Head coach Jim Schwartz has assured everyone that there is nothing wrong with his starting quarterback's mechanics, but Stafford's QB rating slipped from 97.2 in 2011 to 79.8 this season. Stafford finished the year with 20 touchdown passes and 17 interceptions.
There is more than a statistical debate over whether to rework Stafford's contract and offer him a long-term deal. It is the symbiotic relationship between him and All-Pro wide receiver Calvin "Megatron" Johnson. Can you imagine Johnson advancing his career without Stafford? Can you imagine Stafford succeeding without Megatron?
Stafford seems to benefit more from Johnson's presence and it works to his advantage. When the Lions signed Megatron to an eight-year, $132 million deal in 2012, they back-loaded a lot of his salary to knock $9 million off of their salary cap. (HIs salary will climb dramatically each year from 2015 to 2019.)
I would expect Detroit to seek a similar solution with Stafford to free up cap money. If they are lucky, maybe they can cut their starting quarterback's salary this year in half and bake the difference into the backend of his contract extension.
Suh - Victim of Circumstance
In the Three Stooges' classic Disorder in the Court, Curly argues that "I'm a victim of circumstance!" Ndamukong Suh can offer the same defense for his situation.
Suh has certainly been a lightning rod for debate during his three-year career with the Lions. In 2010, he was a rookie All-Pro with 10 sacks and 66 tackles in 16 games. Suh experienced a sophomore slump and finished the 2011 season with four sacks and 36 tackles in 14 games.
His personal missteps and presentation skills off the field have certainly caught the attention of the media and Lions fans. It was okay when the Pistons were winning and the players were called "The Bad Boys", but it's different when you are laboring for a lukewarm team and you are being labeled as a "malicious" and "dirty" player.
It is true that Suh has been double-teamed when he lines up against opposing offenses and he earned praise from general manager Martin Mayhew, head coach Jim Schwartz and defensive coordinator Gunther Cunningham for his performance in 2012. But could these positive words be a setup for a trade?
If you needed to move a guy on your roster, would you say "he had an off-year" or "he's slumping right now"?
No, you'd collect all the evidence you could find that shows that your prized player had a great year. You would be calling general managers and asking: "Wouldn't Suh look good in a (name that team) uniform?"
Suh is a victim of circumstance. He signed when players could make bundles of money with what some would consider "inflated" contracts. Now, in one sense, he is being penalized for taking so much money in the front-end of his contract.

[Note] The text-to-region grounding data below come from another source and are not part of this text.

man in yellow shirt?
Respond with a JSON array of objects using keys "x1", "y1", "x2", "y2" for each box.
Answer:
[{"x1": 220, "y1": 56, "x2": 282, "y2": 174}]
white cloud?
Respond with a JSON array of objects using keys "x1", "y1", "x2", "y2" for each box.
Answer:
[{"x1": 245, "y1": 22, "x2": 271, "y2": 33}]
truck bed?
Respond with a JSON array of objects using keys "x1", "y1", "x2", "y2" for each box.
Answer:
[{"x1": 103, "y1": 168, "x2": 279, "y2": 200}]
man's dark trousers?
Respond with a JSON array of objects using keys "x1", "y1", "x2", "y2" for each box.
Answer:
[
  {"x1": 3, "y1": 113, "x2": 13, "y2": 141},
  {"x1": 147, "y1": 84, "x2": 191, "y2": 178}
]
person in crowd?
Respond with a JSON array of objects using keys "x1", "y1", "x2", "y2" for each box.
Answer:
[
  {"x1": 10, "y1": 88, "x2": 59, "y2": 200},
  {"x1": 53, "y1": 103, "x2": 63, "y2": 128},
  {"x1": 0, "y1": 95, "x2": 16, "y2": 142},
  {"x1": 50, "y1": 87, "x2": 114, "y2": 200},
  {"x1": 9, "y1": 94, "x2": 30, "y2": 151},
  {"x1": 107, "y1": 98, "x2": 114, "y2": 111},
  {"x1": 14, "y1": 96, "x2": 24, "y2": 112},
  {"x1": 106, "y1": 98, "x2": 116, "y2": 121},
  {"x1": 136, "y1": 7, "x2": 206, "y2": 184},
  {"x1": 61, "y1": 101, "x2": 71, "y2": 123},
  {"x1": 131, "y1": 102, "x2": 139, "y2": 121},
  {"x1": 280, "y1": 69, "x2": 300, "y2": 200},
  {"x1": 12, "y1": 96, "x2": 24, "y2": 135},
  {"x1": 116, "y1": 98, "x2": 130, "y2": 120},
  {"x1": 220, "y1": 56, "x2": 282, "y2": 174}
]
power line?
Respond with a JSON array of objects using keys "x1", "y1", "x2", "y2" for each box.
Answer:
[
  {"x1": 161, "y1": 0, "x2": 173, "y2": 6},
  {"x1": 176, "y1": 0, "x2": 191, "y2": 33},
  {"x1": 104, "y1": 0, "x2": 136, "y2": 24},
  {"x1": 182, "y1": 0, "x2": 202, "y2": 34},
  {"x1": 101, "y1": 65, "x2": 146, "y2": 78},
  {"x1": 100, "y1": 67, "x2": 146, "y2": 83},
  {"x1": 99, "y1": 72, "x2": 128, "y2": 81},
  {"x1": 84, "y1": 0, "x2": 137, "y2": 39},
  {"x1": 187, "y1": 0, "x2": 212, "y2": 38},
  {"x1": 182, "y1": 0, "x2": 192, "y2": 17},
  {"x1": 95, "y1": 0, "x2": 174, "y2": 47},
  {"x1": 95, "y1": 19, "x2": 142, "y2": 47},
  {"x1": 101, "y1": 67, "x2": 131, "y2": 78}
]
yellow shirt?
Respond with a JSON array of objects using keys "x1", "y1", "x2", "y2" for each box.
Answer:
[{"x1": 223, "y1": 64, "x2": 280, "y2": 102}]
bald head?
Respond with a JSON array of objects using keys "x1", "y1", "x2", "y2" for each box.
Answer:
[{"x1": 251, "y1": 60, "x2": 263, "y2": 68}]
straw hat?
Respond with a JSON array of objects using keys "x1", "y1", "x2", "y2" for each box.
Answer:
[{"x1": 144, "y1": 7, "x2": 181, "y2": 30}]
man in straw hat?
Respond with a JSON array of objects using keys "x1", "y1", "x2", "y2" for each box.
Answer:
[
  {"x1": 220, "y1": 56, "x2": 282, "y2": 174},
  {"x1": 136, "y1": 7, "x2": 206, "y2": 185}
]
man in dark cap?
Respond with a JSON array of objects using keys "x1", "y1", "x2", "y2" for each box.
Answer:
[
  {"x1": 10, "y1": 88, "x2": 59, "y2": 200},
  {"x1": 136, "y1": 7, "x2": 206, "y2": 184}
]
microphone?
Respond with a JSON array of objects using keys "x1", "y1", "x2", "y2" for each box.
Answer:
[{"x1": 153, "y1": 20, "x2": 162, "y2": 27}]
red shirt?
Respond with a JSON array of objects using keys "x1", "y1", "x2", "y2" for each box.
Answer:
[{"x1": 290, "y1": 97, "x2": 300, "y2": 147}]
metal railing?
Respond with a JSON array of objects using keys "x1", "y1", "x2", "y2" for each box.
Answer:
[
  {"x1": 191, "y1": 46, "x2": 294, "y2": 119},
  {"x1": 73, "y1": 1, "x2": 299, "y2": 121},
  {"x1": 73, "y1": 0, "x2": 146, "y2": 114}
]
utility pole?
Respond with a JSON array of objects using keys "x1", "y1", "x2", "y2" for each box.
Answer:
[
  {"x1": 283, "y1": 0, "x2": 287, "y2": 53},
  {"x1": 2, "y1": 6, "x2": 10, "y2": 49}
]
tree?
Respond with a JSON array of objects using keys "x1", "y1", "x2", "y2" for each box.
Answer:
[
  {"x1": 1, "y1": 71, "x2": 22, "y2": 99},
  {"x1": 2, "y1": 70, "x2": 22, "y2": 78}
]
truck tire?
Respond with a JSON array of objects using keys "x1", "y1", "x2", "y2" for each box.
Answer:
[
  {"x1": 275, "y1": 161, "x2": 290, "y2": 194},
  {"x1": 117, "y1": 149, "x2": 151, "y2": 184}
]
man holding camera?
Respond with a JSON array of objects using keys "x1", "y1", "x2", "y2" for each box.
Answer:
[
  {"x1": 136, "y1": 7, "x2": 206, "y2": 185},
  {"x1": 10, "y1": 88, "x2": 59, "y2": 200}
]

He is a commodity that can be dealt for draft picks. Detroit Lion management could argue that Suh's departure would free up more cap money.
Of course, it is a calculated risk based on the assumption that Nick Fairley will continue to develop as an NFL defensive tackle, Sammie Lee Hill will be re-signed to a contract and the Lions can bring Corey Williams back for one more year. Detroit could also consider selecting a defensive tackle in one of the later rounds of the 2013 NFL draft.
Remember the NFL is "quarterback-centric"
The NFL universe looks to its quarterbacks to provide its energy, excitement and hype. What are some of the top stories going into the playoffs?
- Two rookie quarterbacks starting against each other when Seattle plays Washington
- Rookie quarterback Andrew Luck faces his first playoff challenge against the Ravens
- A rejuvenated Peyton Manning is ready to lead the Denver Broncos in the AFC playoffs
- Second-year quarterbacks hope to lead their sixth-seeded teams to victory in the wild-card round of the playoffs
So quarterbacks either earn the fame or take the blame. They can be a team's anchor or crutch.
Quarterback Matthew Stafford faltered this season, but there's hope that he'll rebound in 2013. It makes more sense to trade defensive tackle Ndamukong Suh, alleviate the pressure on the salary cap and rebuild the team through the draft than stay the course.